I continue to have discussions with various members of Congress on that particular matter. I very much hope that this ratification will take place in due course. I think that in many instances we have demonstrated our ability to mobilize resources, to provide technical assistance, to give support as was the case, for instance, in the three Ebola-stricken countries recently, as was the case in relation to Ukraine recently as well, as is the case with Nepal where I think the IMF is going to be one of the first institutions to consider some disbursement for that country affected by natural disaster.

So I very much hope that by demonstrating day-after-day, country-after-country, program-after-program that we actually produce public good helpful for the economy of the United States Congress members will be convinced that it is worth a ratification.

MR. RICE: Thank you. This is going to be the last question. All right, sir, you have it. It's going to be Greece.

QUESTIONER: Ms. Lagarde, I have to admit that I always listen to you with greater attention and I really need to know your answer on this. For the last five years I ask the same question, if Greece can make it. You answer it many times but five years I think is too long of a time and I wanted to know what went wrong and who is responsible for this human disaster in Greece?
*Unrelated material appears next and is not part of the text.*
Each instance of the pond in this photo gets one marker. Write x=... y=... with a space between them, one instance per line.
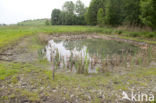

MS. LAGARDE: You know, my hope is that by combining all the reforms and not just fiscal consolidation based on a narrow base of people who suffer a much higher burden than on the more equal basis, by enforcing the structural reforms, by really embracing all the objectives of the program, the country can pull itself out of a situation that has lasted for too long. And we are available to help in that process. We have demonstrated flexibility but it's also a question of putting the economy on a sustainable path where jobs will be created, where the unemployment rate will go down and where ultimately the country will be able to finance itself using normal investors and not necessarily the IMF and other institutions.

MR. RICE: Thank you very much and thank you all for coming today.